Sul piano politico condivide le critiche di chi denuncia una certa partitizzazione dell'apparato
dello Stato e un certo autoritarismo nell'azione di governo?
In una certa misura è vero e si può spiegare: al governo è arrivato un movimento, non un partito
creato per governare, e il suo programma si è precisato strada facendo. Il movimento, inoltre,
riuniva persone di diversa provenienza e aveva bisogno di raggiungere una certa omogeneità, ma
una situazione di conflittualità permanente favorisce l'emergere di tratti autoritari. Il governo ha
rischiato più volte di cadere per l'opposizione delle regioni ricche e l'ostilità degli Stati Uniti, che
operano attivamente affinché questo processo fallisca. Perciò la coesione era importante, ma il
pericolo che essa sfoci nell'autoritarismo è visibile in alcuni comportamenti e nelle posizioni di certi
dirigenti più intolleranti.
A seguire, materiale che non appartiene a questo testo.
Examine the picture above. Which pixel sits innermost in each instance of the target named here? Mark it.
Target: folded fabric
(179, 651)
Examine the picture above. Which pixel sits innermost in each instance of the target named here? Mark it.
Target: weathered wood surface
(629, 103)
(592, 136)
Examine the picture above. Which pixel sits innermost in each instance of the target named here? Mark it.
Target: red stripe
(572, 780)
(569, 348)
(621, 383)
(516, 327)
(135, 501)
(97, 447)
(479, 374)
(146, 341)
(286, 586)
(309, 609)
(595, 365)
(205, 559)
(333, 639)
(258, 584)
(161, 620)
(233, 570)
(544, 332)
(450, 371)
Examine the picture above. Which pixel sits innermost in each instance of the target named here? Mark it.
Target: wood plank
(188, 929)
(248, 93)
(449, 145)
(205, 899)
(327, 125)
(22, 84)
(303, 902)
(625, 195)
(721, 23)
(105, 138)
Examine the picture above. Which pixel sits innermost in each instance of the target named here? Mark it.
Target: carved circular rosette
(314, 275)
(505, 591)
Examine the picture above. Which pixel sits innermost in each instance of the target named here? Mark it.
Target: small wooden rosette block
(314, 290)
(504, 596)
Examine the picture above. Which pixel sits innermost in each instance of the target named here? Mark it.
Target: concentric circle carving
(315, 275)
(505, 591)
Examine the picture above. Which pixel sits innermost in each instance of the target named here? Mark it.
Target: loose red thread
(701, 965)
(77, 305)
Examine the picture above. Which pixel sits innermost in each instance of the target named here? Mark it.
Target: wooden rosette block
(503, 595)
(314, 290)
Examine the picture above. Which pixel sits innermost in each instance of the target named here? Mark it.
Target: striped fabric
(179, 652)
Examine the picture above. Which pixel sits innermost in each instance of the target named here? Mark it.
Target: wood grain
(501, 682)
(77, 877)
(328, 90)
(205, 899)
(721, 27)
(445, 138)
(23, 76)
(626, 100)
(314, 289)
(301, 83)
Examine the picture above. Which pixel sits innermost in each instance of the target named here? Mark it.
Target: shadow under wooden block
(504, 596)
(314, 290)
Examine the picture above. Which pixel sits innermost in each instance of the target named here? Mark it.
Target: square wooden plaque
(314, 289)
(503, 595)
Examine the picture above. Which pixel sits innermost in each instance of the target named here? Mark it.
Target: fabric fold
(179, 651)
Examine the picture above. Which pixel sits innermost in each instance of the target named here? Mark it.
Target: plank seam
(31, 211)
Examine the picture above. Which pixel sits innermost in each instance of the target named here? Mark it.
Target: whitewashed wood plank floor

Bisogna invece guadagnarsi il consenso della società civile boliviana, che
ha imparato a dire la propria parola e a mettere in discussione qualunque altra parola non le piaccia.
Il governo l'ha sperimentato col gasolinazo e si presume che ora assuma un atteggiamento più
aperto.
E i settori che in passato si sono più impegnati a favore dei processi di cambiamento?
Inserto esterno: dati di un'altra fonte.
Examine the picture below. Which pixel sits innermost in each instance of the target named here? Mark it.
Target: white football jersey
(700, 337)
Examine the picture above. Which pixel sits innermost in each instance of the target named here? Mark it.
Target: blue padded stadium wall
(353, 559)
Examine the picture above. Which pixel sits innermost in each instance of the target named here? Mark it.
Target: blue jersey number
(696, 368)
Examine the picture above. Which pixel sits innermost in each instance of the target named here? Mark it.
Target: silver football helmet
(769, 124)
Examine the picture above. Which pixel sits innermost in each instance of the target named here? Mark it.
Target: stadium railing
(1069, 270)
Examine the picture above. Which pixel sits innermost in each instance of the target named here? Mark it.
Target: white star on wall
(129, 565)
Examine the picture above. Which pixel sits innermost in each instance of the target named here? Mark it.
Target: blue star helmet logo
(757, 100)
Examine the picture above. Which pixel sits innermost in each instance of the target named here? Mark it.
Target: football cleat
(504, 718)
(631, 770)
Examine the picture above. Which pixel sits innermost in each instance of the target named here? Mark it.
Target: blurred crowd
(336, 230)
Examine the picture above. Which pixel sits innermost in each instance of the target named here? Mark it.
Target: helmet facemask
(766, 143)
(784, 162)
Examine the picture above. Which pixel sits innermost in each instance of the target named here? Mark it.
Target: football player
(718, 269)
Sono i più danneggiati da questo scontro verbale, perché si trovano “tra due fuochi”: i vescovi
vicini all'opposizione sospettano che siano alleati del governo e li mettono in guardia dal prendere
posizione, mentre le organizzazioni popolari esigono da loro coerenza con la predicata opzione
preferenziale per i poveri e lealtà al processo di cambiamento. Sono quindi tirati da una parte e
dall'altra da una richiesta di fedeltà: ai movimenti sociali o alla gerarchia. Quindi questo settore
ecclesiale si trova costretto a scegliere tra il prendere le distanze dai vescovi ed eliminare il
riferimento religioso dalla propria pratica o tacere e allentare i propri rapporti con le organizzazioni
popolari. La polarizzazione ha molto indebolito e disarticolato il settore ecclesiale progressista,
come le Comunità ecclesiali di base o le congregazioni religiose inserite negli ambienti popolari.
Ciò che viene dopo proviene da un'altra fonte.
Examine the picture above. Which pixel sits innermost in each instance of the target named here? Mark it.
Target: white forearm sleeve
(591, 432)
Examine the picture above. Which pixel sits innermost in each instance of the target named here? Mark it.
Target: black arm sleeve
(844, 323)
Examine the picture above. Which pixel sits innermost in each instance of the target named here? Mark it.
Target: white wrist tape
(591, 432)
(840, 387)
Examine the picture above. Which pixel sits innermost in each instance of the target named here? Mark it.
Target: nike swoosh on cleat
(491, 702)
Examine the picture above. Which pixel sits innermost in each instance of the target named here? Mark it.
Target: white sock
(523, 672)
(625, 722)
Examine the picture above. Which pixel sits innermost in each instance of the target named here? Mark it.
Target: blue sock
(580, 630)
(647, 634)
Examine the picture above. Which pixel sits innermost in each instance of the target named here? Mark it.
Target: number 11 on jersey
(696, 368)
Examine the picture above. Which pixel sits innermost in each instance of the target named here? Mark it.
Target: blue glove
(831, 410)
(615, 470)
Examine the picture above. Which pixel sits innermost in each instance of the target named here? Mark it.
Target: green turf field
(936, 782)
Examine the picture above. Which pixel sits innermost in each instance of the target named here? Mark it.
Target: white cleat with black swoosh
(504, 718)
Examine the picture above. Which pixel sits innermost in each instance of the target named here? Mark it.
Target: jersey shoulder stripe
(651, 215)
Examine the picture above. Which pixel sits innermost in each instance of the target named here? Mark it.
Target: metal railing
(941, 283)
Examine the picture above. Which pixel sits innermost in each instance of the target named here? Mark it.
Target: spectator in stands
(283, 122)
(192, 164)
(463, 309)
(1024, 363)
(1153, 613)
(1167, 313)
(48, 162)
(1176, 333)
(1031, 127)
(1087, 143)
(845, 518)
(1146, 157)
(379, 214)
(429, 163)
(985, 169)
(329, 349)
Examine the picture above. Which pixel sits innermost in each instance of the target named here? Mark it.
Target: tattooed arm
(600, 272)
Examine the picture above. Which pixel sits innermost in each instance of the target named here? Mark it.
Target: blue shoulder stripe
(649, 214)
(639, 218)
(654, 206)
Non c'è stato un tentativo di riflettere su quale dovrebbe essere una presenza cristiana
impegnata, ma critica, da parte del settore che condivide il processo nel suo insieme, ma
magari non alcuni singoli provvedimenti?
Nel dicembre scorso l'Iseat ha promosso un seminario su “Fede e politica” per riflettere liberamente
e in un ambito ecumenico. Pensavamo saremmo stati un piccolo gruppo, mentre sono arrivati molte
persone da diverse parti del paese. Ciò dimostra che la gente stava cercando uno spazio di questo
tipo, per cui vogliamo ripeterlo a livello di dipartimenti anche per favorire un collegamento tra
settori ecclesiali impegnati nella linea della Teologia della liberazione. Speriamo che nella stessa
Chiesa cattolica nascano questi spazi.